Above is my pick from among the over 500 million choices I might have made: The future belongs to the few of us still willing to get our hands dirty.
It’s a catchy little thing, isn’t it? And don’t you love the visual of the dirty hands? I do.
But here’s the thing: I didn’t pick this one because it inspired me. Quite the opposite, in fact: I picked it because it doesn’t inspire me.
What it does is make me stop and wonder why I would believe even for an instant that I am “one of the few” and why that would matter either way.
When it comes to this notion of changing our future, I fear I am not one of the few.
I’m not even sure there are a few.
There might be many or there might be none at all.
Either way, I doubt I’m among them.
So what if I am or if I am not?
Really – so what?
And does not the present require more of me than the future?
Can I really be in a position, dwelling as I do in the present, to dictate anything, including change, to the future? And even if I can, should I?
Could things be better?
Should they be better?
Will they be better?
(I am not in a position to know)
The present tense is all I can inhabit.
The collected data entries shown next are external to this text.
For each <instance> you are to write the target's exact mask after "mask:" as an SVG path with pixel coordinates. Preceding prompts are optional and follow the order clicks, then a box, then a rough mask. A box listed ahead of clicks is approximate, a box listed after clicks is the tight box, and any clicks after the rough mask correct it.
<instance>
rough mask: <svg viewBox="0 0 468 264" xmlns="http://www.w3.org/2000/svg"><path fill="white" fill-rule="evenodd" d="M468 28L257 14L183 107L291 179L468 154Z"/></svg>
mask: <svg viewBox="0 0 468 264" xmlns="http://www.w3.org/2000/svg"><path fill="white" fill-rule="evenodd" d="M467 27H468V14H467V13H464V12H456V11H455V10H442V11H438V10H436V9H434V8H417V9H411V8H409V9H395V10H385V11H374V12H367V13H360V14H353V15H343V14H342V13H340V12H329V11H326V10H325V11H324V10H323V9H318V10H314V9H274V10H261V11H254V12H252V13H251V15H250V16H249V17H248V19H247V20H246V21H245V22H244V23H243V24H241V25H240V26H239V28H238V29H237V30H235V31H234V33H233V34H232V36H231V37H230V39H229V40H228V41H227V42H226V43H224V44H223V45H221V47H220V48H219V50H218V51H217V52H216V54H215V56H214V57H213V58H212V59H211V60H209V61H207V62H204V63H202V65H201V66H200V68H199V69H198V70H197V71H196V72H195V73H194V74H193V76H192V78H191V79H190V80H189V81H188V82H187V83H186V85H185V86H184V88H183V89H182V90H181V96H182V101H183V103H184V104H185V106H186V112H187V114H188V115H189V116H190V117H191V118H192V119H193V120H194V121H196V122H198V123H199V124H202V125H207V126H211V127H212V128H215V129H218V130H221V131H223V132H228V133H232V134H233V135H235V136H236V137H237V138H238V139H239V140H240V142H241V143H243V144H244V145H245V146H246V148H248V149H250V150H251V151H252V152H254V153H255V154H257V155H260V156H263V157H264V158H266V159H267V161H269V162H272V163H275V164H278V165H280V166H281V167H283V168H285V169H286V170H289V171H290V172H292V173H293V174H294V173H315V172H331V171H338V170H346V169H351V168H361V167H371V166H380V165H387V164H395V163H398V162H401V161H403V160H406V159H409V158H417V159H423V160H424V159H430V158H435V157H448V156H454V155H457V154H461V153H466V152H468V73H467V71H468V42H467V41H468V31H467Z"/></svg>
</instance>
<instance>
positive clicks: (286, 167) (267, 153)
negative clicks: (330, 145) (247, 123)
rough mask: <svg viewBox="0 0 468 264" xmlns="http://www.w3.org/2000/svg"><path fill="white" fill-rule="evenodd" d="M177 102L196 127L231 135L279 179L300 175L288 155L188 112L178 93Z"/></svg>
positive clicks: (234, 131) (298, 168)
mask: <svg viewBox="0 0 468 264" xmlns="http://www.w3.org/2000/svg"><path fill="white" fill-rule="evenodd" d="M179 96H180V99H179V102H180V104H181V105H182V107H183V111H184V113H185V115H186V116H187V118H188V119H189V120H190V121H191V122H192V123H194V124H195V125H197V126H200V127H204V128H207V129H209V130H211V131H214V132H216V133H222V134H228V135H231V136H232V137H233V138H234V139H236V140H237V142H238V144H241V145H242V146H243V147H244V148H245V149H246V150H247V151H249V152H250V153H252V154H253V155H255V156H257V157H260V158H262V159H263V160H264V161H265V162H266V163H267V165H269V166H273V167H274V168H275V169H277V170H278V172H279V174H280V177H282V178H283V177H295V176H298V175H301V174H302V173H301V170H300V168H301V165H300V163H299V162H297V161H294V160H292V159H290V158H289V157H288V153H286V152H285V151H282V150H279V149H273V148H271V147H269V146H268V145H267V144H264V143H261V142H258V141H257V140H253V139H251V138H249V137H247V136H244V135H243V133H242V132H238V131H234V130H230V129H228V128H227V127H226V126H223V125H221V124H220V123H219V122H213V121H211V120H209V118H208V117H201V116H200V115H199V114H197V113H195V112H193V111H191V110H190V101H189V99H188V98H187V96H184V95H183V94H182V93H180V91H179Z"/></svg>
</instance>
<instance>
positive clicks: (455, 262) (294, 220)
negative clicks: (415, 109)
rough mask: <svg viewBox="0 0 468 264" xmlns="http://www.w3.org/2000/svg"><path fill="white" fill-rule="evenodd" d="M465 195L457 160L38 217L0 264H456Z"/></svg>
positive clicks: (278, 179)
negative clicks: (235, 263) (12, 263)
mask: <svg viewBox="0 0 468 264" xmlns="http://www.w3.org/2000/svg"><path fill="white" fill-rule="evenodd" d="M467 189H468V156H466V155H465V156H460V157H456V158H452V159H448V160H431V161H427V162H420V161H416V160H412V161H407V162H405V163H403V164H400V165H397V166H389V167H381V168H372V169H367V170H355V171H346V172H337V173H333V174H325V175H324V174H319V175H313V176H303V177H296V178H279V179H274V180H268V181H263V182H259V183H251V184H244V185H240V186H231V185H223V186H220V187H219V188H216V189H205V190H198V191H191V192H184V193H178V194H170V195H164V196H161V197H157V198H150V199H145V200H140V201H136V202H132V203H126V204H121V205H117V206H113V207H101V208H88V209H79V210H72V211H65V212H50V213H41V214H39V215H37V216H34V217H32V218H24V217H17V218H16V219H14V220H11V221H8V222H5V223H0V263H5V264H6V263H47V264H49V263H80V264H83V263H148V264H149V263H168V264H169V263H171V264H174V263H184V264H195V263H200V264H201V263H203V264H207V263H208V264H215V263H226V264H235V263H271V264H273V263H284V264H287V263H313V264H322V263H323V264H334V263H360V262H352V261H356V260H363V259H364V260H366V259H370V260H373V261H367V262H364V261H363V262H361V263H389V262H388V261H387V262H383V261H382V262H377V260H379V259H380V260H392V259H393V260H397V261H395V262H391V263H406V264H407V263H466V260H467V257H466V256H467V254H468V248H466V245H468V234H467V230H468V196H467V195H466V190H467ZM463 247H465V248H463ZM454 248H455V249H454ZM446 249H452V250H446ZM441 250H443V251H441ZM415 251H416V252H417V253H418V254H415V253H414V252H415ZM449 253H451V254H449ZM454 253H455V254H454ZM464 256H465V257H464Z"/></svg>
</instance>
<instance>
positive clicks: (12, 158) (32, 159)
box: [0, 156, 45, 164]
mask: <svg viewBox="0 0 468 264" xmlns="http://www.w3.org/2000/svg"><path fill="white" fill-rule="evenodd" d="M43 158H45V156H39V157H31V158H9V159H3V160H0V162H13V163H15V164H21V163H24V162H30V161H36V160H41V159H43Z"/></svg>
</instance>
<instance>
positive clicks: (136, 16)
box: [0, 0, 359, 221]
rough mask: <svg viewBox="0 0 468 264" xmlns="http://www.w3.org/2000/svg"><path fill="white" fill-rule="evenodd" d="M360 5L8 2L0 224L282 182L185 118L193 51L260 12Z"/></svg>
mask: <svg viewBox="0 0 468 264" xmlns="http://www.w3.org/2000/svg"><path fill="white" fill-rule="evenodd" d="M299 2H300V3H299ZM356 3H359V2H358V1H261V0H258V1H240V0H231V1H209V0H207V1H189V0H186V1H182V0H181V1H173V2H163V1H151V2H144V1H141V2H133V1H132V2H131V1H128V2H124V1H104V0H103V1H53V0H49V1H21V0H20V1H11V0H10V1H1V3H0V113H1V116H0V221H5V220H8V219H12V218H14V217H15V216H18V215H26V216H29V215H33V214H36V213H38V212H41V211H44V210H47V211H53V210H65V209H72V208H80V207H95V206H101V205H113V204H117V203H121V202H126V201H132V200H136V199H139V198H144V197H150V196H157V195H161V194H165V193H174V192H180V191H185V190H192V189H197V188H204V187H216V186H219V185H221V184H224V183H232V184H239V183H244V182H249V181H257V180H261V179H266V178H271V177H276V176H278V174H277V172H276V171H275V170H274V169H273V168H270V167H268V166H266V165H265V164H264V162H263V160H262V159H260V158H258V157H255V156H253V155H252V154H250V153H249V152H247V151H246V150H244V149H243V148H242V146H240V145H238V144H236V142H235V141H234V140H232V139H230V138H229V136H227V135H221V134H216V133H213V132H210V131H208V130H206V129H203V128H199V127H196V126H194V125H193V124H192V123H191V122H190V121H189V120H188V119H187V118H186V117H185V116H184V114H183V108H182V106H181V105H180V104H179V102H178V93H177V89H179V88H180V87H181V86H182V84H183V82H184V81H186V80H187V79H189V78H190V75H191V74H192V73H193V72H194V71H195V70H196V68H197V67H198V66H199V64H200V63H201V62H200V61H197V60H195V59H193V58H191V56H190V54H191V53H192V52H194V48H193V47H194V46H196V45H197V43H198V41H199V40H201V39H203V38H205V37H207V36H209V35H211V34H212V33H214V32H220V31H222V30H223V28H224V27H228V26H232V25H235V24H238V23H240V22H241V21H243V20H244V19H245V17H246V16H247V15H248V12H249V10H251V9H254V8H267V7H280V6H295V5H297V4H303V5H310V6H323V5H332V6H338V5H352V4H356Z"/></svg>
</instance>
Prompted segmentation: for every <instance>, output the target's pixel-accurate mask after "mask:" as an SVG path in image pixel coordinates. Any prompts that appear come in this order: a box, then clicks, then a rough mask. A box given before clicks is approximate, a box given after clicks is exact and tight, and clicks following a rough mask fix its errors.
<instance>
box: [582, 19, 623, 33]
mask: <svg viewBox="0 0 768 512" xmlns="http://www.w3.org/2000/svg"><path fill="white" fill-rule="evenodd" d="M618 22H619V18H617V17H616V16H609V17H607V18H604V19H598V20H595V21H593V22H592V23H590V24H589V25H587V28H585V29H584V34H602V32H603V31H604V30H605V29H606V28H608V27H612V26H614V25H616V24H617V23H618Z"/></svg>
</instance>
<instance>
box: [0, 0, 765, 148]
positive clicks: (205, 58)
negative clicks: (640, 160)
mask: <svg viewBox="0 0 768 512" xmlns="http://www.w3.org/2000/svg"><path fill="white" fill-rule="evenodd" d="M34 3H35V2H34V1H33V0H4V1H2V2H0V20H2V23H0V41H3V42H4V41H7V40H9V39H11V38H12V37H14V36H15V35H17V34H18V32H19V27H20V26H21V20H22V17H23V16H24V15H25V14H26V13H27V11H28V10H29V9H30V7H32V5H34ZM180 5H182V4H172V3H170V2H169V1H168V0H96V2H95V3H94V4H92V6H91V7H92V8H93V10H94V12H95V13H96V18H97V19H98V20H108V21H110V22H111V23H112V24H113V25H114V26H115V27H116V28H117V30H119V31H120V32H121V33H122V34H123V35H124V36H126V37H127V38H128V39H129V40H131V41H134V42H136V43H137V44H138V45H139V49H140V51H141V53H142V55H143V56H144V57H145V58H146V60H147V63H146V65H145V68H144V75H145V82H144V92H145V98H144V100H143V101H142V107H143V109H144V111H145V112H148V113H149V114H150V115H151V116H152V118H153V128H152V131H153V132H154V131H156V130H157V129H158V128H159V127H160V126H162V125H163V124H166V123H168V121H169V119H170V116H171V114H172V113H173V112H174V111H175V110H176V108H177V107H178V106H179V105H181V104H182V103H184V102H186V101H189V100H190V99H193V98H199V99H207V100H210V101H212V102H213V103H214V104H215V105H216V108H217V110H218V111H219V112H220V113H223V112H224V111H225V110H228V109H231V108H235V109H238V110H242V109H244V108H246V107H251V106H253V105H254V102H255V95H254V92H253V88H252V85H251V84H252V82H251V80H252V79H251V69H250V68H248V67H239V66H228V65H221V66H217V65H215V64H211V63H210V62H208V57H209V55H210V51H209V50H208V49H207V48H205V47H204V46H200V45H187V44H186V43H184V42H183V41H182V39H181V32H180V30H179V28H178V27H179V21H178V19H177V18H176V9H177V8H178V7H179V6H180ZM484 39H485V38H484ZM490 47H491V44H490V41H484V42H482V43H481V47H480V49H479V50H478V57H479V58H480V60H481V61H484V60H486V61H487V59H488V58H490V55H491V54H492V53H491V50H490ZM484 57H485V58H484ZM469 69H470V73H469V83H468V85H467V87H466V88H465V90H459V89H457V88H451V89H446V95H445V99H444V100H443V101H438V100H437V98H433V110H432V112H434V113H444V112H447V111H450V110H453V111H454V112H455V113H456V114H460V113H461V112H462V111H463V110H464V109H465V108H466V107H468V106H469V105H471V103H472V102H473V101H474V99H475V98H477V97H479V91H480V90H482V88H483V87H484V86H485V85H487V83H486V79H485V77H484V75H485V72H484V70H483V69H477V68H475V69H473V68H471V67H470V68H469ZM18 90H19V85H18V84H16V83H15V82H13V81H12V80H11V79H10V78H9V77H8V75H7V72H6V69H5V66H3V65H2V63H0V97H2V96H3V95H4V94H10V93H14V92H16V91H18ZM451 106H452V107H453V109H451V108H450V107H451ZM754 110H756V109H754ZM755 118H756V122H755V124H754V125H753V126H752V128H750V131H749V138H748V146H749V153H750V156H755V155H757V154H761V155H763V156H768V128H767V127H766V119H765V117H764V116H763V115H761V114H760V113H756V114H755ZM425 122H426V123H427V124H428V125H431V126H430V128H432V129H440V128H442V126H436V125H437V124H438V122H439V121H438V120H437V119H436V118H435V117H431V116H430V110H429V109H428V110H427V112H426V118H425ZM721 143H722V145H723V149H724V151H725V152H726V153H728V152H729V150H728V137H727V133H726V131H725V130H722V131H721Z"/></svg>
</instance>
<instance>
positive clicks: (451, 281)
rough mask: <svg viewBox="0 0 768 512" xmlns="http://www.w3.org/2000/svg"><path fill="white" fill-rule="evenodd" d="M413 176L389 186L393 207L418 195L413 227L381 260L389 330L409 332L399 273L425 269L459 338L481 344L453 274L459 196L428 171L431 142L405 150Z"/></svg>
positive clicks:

It is where I dwell. To ponder the future as if I were in a position to shape it . . . well, even to think on that makes me tremble.
The present tense is my domain.
I am struggling every second of every minute of it to inhabit it well.
From that struggle, perhaps the future will be better.
I know not.
So, seriously, I doubt I am or ever will be one of the few.
My own non-resolving New Year’s resolution: to inhabit my own peculiar lack of specialness with the comfort of old shoes and holey blue jeans and call that good and good enough . . . that’s me for today . . . tomorrow? Who knows.